Steven Drucker is a Principal Researcher at Microsoft Research. His recent research focuses on techniques for natural exploration and presentation of data. He has been looking at ways of democratizing visualization systems including touch interaction; facilitating designer interaction, and temporal sequence analysis.
Danyel Fisher is a Senior Researcher at Microsoft Research. His recent research focuses on big data analytics and exploratory visualization; on designer interaction, and on temporal sequence analysis. With Miriah Meyer, he is a co-author of “Making Sense of Data, to be published by O’Reilly in 2016.
David Gotz is Associate Professor of Information Science at the University of North Carolina at Chapel Hill (UNC-Chapel Hill) and Associate Director for the Carolina Health Informatics Program. His recent research focuses on visual analytics and communication methods for helping domain experts discover insights and take action based on large collections of temporal event data. He received his Ph.D. in Computer Science from UNC-Chapel Hill and was previously a Research Scientist at the IBM T.J. Watson Research Center.
Megan Monroe is a research scientist at IBM’s Cognitive User Experience lab in Cambridge, MA. She received her Ph.D. in Computer Science from the University of Maryland, focusing on the visual analysis of temporal event sequences. She has worked with temporal datasets ranging from electronic health records to process logs to sports analytics.

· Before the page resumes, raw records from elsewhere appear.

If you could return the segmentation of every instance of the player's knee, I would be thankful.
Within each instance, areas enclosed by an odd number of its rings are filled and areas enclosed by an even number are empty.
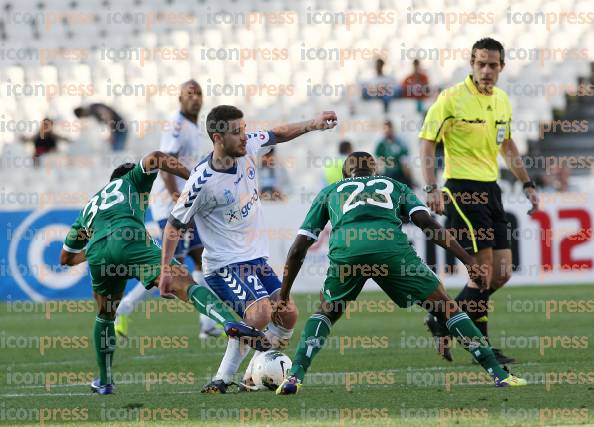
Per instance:
[[[270,301],[261,299],[248,307],[243,317],[248,325],[262,330],[270,323],[271,314]]]
[[[299,317],[299,310],[293,301],[289,301],[281,313],[283,319],[283,326],[292,329],[297,323]]]
[[[491,290],[497,290],[509,282],[511,279],[511,272],[503,272],[502,274],[495,274],[491,278],[491,282],[489,283],[489,288]]]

Catherine Plaisant is a Senior Research Scientist at the University of Maryland Institute for Advanced Computer Studies and Associate Director of Research of the Human-Computer Interaction Lab. Catherine Plaisant earned a Doctorat d’Ingenieur degree in France (similar to a Industrial Engineering PhD). Her research includes LifeLines and EventFlow for the analysis of temporal records.
Ben Shneiderman is a Distinguished University Professor at the University of Maryland Department of Computer Science and Founding Director (1983-2000) of the Human-Computer Interaction Lab. He is a member of the National Academy of Engineering and recipient of the IEEE TVCG Career Achievement Award. His work on temporal event data is largely with EventFlow.